“I’ll pick thy head upon my sword,
And piss in thy very visonomy.”
(“Ram Alley,” Ludowick Barry, 1611,
edition of London, 1825.)
“The devil’s dung in thy teeth.”
(“The Honest Whore,” Thomas Dekkar,
1604, edition of London, 1825.)
“Again the coarsest word, khara. The allusion is to the vulgar saying, ‘Thou eatest skitel’ (that is, ‘Thou talkest nonsense’). Decent English writers modify this to ‘Thou eatest dirt;’ and Lord Beaconsfield made it ridiculous by turning it into ‘eating sand.’”—(“Arabian Nights,” Burton’s edition, vol. ii. pp. 222, 223.)
Readers of classical history will recall the incident of the outrage perpetrated by the mob of Tarentum upon the person of the Roman ambassador Posthumus, 282 B.C. A buffoon in the street threw filth upon his toga. The ambassador refused to be mollified, and tersely telling his assailants that many a drop of Tarentine blood would be required to wash out the stains, took out his departure. A cruel war followed, and the Tarentines were reduced to the rank of a conquered province.—(See “History of Rome,” Victor Duruy, English translation, Boston, 1887, vol. i. p. 462.)
“When the multitude had come to Jerusalem, to the feast of unleavened bread, and the Roman cohort stood over the temple, ... one of the soldiers pulled back his garment, and stooping down after an indecent manner, turned his posteriors to the Jews, and spake such words as might be expected upon such a posture.” The narration describes the riot which followed as a result, and ten thousand people were killed.—(See Josephus, “Wars of the Jews,” book ii. edition of New York, 1821.)

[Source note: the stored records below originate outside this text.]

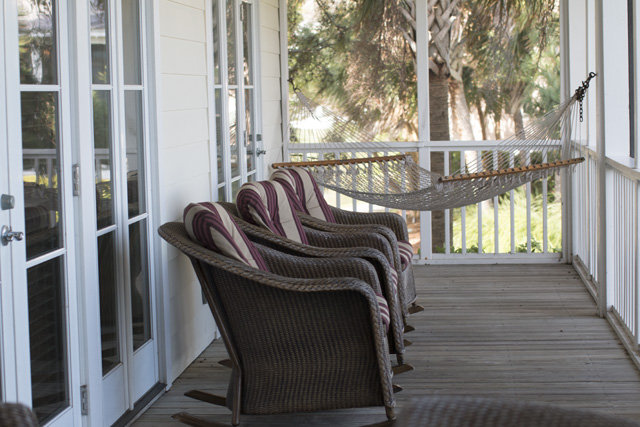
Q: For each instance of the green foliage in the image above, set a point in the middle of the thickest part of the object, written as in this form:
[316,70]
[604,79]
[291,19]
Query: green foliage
[554,223]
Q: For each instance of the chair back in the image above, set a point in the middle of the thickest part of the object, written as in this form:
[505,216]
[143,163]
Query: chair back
[306,191]
[265,203]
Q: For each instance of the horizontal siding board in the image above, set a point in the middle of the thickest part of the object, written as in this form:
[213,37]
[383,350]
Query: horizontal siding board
[178,196]
[269,40]
[270,65]
[184,92]
[270,89]
[269,17]
[186,162]
[185,127]
[183,57]
[196,4]
[182,22]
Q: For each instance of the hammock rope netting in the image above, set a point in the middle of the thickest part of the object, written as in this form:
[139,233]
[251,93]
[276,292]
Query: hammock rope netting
[539,150]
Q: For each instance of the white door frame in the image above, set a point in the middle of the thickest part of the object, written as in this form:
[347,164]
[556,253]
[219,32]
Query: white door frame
[20,389]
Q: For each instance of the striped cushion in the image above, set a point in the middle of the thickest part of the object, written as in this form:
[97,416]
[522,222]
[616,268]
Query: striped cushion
[307,190]
[210,225]
[384,311]
[266,204]
[406,252]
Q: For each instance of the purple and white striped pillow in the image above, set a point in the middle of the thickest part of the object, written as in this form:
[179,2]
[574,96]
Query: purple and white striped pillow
[406,252]
[307,191]
[210,225]
[265,203]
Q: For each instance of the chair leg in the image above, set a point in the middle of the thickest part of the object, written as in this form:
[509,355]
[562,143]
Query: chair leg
[415,308]
[203,396]
[190,420]
[401,369]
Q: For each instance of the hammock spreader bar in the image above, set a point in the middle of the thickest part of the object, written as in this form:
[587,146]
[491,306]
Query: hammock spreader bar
[510,171]
[339,162]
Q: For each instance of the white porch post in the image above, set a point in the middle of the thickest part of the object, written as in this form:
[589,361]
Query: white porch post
[603,302]
[424,153]
[565,92]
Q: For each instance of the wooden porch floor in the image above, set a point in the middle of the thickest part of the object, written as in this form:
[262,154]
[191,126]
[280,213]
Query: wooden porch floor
[522,332]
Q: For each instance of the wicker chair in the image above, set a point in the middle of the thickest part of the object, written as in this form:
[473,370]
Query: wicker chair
[16,414]
[295,344]
[463,411]
[340,245]
[314,212]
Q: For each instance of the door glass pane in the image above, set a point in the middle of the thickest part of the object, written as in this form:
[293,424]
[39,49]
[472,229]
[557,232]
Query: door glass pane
[107,270]
[219,139]
[231,41]
[248,123]
[216,43]
[140,315]
[47,320]
[135,152]
[99,41]
[131,42]
[38,44]
[40,151]
[247,43]
[233,130]
[103,157]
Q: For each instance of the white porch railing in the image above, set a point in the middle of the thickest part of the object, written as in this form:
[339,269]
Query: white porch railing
[485,232]
[621,246]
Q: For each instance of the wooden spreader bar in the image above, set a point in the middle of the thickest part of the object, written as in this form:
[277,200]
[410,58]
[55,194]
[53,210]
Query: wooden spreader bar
[510,171]
[338,162]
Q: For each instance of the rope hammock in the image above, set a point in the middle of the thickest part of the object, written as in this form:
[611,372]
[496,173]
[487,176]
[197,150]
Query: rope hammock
[396,181]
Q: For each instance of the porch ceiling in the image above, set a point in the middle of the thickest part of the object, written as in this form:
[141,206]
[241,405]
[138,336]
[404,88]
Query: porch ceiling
[516,332]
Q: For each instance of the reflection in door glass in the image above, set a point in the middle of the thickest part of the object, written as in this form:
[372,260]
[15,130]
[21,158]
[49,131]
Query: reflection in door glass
[140,315]
[234,144]
[103,157]
[231,41]
[135,152]
[99,10]
[49,387]
[131,42]
[249,129]
[38,45]
[107,270]
[247,44]
[40,151]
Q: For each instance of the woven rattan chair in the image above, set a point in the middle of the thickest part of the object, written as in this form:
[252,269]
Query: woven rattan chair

The dispute between Richard the Lion-Hearted and the Arch-Duke of Austria, which resulted afterwards in the incarceration of the English king in a dungeon, had its rise in the great insult of throwing the Austrian standard down into a privy. Matthew of Paris says distinctly that Richard himself did this. “Now he, being over well disposed to the cause of the Norman, waxed wroth with the Duke’s train, and gave a headstrong, unseemly order for the Duke’s banner to be cast into a cesspool.”—(See “The Third Crusade and Richard the First,” T. A. Archer, in “English History from Contemporary Writers,” New York, 1889.)